Il segreto del monte Korvatunturi
Il giorno successivo siamo andati insieme ai quattro gemelli sul Korvantunturi, la montagna dell’orecchio. Quando il giovane ha iniziato a suonare il monte ha davvero risposto con una melodia che abbiamo subito riconosciuto. Non potevamo credere alle nostre orecchie a punta, era proprio la Kinyan Kryas, l’inno della nostra terra. Kaidynv ha tirato fuori dalla tracolla la sua ocarina e ha suonato la canzone come se si fosse esercitata tutti i giorni, nonostante non la suonasse da quando eravamo a Kian. Ammetto che ci siamo tutti commossi, ma l’emozione ha presto lasciato spazio alla sorpresa quando le rocce si sono schiuse davanti a noi. Lo so, non è proprio la più saggia delle mosse addentrarsi in un misterioso passaggio tra le pietre, ma la curiosità e la possibilità di trovare qualche prezioso metallo hanno spinto Ioha a fare capolino nell’apertura in cui è sparito poco dopo. Abbiamo sentito un urlo che si affievoliva pian piano fino al silenzio. Non c’era molto da ragionare, dovevamo solo seguire uno tra i più importanti principi: nessuno viene lasciato solo. Così uno per volta siamo stati inghiottiti dalla montagna, urlando a nostra volta, ma solo perché il buio non permette di vedere lo scivolo che attraversa l’altura e ci si ritrova improvvisamente a sgusciare in un cunicolo.

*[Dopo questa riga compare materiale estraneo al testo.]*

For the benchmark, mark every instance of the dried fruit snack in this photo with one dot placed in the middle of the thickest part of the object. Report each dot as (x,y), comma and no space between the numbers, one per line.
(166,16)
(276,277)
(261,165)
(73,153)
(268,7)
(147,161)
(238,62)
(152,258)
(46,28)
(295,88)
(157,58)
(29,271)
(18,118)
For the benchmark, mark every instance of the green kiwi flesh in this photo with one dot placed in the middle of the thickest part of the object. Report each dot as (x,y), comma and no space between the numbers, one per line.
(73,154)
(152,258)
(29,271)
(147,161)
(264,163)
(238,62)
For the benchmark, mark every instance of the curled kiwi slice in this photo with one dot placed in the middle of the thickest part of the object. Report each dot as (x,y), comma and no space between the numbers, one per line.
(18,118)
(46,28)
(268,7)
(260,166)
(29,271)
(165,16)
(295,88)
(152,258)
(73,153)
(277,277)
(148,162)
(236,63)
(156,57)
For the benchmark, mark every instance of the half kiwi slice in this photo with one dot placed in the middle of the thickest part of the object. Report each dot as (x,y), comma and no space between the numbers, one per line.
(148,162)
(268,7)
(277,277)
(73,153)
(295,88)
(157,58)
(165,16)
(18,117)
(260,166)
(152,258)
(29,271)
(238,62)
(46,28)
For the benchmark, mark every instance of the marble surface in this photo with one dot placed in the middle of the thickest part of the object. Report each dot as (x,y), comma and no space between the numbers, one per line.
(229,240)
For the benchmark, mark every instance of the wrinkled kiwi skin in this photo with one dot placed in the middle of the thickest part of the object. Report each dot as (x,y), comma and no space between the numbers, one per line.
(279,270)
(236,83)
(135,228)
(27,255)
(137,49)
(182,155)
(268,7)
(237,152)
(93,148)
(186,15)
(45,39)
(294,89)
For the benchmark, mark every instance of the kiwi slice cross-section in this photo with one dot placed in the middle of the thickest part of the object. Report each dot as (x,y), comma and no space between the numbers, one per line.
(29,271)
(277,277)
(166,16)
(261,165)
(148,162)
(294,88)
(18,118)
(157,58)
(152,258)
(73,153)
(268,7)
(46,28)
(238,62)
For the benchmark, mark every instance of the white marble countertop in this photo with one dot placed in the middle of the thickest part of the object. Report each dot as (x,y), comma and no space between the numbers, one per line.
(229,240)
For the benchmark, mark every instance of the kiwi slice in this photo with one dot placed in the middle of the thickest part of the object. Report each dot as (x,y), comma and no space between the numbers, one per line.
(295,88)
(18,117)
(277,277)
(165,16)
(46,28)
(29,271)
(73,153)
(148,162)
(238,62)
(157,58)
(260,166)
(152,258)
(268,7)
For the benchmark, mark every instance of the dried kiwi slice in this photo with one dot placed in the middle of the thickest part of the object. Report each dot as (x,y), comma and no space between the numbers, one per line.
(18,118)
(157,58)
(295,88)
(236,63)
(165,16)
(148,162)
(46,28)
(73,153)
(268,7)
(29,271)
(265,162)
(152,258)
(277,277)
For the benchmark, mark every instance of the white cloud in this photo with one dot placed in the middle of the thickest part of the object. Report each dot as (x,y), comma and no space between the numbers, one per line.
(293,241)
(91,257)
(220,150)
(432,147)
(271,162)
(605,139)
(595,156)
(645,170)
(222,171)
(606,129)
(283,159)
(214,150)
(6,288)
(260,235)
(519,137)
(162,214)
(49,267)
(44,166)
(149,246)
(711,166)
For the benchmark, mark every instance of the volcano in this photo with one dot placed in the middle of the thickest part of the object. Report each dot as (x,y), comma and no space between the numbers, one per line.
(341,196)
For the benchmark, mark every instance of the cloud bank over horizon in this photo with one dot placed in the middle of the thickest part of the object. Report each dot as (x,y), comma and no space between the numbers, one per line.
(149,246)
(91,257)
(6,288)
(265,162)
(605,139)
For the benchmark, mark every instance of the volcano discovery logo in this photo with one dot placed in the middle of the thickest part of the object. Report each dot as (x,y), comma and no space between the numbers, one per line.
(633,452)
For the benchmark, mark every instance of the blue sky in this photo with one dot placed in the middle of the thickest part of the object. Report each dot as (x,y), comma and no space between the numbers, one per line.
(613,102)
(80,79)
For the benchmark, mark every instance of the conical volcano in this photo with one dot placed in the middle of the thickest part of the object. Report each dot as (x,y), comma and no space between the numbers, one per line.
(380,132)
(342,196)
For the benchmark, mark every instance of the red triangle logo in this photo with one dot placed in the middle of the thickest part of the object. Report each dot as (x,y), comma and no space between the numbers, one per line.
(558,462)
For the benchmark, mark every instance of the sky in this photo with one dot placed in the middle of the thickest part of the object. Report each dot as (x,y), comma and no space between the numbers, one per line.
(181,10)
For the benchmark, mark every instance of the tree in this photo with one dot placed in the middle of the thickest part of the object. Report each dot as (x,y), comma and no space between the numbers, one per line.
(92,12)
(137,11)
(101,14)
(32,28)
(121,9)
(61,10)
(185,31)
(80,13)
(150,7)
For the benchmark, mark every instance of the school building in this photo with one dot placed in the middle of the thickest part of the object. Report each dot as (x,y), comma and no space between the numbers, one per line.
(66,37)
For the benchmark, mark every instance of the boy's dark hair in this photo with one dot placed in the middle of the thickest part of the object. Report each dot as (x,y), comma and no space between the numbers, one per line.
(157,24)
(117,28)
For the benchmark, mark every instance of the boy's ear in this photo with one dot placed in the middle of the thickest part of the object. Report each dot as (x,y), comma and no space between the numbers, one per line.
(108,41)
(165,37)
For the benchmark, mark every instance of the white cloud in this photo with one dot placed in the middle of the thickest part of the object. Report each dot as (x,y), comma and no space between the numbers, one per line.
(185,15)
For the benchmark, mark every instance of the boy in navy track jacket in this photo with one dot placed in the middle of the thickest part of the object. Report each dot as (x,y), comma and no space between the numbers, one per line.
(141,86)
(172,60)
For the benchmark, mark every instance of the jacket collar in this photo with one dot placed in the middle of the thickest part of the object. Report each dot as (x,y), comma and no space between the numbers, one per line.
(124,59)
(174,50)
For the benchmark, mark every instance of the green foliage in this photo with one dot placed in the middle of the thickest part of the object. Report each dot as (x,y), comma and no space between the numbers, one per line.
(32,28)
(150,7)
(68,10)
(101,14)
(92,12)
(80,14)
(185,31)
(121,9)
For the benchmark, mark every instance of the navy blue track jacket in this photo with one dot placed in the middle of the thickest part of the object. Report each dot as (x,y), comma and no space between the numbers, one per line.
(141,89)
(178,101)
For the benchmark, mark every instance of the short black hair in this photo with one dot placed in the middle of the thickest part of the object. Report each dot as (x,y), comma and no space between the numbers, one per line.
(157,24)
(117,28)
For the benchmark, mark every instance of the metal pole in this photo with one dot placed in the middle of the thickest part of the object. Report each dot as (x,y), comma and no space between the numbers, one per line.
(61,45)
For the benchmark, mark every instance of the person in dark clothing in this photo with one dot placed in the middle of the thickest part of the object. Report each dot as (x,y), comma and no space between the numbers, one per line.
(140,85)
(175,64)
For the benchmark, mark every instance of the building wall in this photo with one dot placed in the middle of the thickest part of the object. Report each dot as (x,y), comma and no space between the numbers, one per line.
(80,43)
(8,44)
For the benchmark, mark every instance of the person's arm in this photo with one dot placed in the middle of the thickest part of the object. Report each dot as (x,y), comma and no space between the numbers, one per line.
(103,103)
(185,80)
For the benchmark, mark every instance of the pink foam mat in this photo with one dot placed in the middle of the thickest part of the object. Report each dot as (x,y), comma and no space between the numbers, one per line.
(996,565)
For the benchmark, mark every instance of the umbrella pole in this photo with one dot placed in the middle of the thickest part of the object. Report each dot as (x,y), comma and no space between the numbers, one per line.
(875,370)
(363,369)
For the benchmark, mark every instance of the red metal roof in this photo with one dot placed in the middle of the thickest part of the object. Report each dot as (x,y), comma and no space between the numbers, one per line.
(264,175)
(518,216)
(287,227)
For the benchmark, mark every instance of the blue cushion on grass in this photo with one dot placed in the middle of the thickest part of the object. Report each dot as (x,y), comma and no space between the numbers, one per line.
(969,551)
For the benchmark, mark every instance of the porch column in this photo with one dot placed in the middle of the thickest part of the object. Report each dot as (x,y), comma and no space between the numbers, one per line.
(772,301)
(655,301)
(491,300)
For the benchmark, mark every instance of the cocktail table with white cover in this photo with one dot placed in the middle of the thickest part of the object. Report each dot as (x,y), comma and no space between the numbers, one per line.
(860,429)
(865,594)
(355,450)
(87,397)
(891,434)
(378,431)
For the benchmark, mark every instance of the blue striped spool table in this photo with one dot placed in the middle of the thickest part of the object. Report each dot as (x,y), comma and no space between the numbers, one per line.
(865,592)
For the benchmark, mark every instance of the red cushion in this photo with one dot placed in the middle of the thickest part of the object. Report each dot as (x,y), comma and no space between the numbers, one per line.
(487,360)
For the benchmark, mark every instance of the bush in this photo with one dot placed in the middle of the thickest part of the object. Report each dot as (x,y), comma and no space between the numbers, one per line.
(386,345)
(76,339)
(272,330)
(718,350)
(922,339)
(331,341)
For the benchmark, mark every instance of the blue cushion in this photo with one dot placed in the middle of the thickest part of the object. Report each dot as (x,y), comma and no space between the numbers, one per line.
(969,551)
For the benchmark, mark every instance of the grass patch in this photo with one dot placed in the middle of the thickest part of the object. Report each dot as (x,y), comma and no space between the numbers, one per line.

Il passaggio illuminato dalla luna
La traversata termina in una gola. Un passaggio che è uno spettacolo. Il sentiero di neve è costeggiato da delle alture di ghiaccio dall’effetto fantastico che Sakyla cerca ancora di riprodurre con la sua ceramica lucida. La cosa più bella, però, è alzare la testa e vedere il cielo dividere le lastre. Quando ci siamo accampati per la notte ricordo di aver sollevato lo sguardo e aver visto la luna vegliare su di noi. La sua luce era meravigliosa, così tanto che non riuscivo a staccarle gli occhi di dosso e, come me, Babbo Natale. Abbiamo lasciato gli altri dormire e ci siamo incamminati verso la luna, solo noi, Alabaster e Santa Claus, l’ormai inseparabile duo. Quella notte ha davvero segnato l’inizio della nostra amicizia e collaborazione. Abbiamo parlato per ore fin quando la gola non si è allargata e ci ha mostrato la nostra nuova casa, la valle che poi è diventata Nataland.